JUDGEMENT
Wort, J -
(1.)I propose to state very briefly my reasons for coming to the conclusion that the decision of the learned Judge in the Court below was right. The appeal concerns two out of twelve sale deeds--one executed on 11 April 1917 and the other on 3 September 1917 by Mahanth Bhagwat Bhagat. I do not propose to deal with the question of the plaintiff's title to sue in this action for the reason which will presently appear, namely that the matter is disposed of on the ground of limitation, which is the only substantial point. The death of Mahanth Bhagwat Bhagat took place on 7 January 1920 and this suit was brought on 4th December 1931, and but for other events to which I must refer, the action would have been clearly within time, the death of the Mahanth having taken place within 12 years of the date of the suit. But other considerations apply.
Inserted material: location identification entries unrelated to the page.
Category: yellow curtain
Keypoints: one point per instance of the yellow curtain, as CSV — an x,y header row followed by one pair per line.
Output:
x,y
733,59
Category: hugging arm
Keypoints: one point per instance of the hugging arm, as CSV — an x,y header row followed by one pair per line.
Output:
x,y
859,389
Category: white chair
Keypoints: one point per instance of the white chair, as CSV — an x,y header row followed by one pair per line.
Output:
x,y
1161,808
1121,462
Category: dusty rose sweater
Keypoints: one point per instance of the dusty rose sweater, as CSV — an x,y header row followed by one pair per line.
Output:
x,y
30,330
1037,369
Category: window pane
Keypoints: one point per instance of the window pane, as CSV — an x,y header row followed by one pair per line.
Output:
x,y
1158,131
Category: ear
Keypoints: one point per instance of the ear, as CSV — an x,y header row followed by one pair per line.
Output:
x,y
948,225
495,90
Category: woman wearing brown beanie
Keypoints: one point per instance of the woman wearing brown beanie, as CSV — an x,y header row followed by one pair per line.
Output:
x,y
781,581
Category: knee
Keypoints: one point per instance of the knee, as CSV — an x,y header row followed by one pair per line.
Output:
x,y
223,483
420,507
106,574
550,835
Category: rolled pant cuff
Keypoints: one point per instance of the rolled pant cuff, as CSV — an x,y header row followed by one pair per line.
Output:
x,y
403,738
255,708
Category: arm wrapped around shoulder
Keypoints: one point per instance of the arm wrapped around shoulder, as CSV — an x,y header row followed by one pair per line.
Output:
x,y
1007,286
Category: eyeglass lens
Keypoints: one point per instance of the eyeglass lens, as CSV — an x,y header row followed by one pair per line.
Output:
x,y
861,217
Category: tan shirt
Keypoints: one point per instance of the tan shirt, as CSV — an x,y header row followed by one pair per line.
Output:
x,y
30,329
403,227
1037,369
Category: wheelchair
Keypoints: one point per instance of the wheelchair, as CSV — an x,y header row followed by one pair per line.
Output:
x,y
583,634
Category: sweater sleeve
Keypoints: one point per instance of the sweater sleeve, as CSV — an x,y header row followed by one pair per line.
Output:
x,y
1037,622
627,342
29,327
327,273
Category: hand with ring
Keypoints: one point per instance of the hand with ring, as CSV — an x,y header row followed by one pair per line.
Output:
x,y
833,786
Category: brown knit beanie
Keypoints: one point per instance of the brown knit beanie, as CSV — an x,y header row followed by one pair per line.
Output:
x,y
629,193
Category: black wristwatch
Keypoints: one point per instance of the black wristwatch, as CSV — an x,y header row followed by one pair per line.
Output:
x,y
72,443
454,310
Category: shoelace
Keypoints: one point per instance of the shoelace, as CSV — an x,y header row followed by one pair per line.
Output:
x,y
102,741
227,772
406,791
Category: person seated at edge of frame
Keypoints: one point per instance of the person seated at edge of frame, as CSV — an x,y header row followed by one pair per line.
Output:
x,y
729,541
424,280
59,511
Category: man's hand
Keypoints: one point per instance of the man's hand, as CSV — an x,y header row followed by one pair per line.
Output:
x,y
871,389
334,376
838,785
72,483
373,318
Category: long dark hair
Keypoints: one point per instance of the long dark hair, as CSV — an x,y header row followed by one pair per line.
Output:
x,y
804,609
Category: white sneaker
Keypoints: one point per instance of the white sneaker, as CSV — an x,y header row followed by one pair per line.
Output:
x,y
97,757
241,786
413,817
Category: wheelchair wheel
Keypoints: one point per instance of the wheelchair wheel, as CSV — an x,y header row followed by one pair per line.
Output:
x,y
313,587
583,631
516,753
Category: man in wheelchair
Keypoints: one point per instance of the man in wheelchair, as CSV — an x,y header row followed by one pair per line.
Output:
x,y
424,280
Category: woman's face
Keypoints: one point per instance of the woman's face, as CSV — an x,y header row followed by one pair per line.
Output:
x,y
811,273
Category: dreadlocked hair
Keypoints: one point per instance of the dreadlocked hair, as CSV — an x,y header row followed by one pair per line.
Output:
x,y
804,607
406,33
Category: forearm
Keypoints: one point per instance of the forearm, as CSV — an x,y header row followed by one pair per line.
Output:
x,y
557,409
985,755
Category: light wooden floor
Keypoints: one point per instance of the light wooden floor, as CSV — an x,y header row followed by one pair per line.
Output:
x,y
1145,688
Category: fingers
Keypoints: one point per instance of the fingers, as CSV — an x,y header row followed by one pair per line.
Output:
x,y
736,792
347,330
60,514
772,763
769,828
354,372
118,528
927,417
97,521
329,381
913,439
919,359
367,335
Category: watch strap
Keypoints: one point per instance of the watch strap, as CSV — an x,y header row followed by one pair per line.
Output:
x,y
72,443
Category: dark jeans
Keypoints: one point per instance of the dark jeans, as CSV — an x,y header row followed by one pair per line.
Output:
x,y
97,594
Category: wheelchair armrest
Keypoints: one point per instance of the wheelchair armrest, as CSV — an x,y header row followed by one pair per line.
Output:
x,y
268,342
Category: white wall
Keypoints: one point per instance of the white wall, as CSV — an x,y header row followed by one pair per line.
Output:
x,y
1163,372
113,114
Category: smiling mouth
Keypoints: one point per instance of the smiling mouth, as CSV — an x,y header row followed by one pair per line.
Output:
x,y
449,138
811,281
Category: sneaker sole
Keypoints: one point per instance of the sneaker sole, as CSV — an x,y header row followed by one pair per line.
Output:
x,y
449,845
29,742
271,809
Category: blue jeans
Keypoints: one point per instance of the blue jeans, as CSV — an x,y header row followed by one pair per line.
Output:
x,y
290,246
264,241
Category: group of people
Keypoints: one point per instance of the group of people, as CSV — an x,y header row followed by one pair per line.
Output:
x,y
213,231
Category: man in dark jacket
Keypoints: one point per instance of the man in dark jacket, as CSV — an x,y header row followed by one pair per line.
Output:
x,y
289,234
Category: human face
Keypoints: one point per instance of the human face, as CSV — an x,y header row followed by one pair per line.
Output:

(2.)On 5 September 1917, that is to say, two days after the date of the last of the two alienations to which I have referred, Mahanth Bhagwat Bhagat purported to dispose of the balance of the property of the math. The deed was a deed of samarpannama and purported to deal with 37 bighas and 810 kathas. But the learned Judge is correct in coming to the conclusion that not merely the 37 odd bighas but all the remaining balance of the property was dealt with by that deed, that is to say the balance remaining after the disposal of the property by the sale deeds, the subject matter of this suit.
(3.)There are two observations in the recent case in Ram Charan Das V/s. Naurangi Lal which in my judgment govern this case, and that is the only authority to which I propose to refer. The opinion of their Lordships of the Judicial Committee of the Privy Council was stated in the course of the judgment in these words: In other words a mahant has power (apart from any question of necessity) to create an interest in property appertaining to the math which will continue during his own life, or to put it perhaps more accurately, which will continue during his tenure of office of mahant of the math, with the result that adverse possession of the particular property will only commence when the mahant who had disposed of it ceases to be mahant by death or otherwise. The two observations to which I more particularly refer are these: (1) To create an interest in property appertaining to the math which will continue during his own life, or to put it perhaps more accurately, which will continue during nil tenure of office of mahant of the math; and (2) adverse possession will only commence when the mahant who had disposed of it ceases to be mahant by death or otherwise.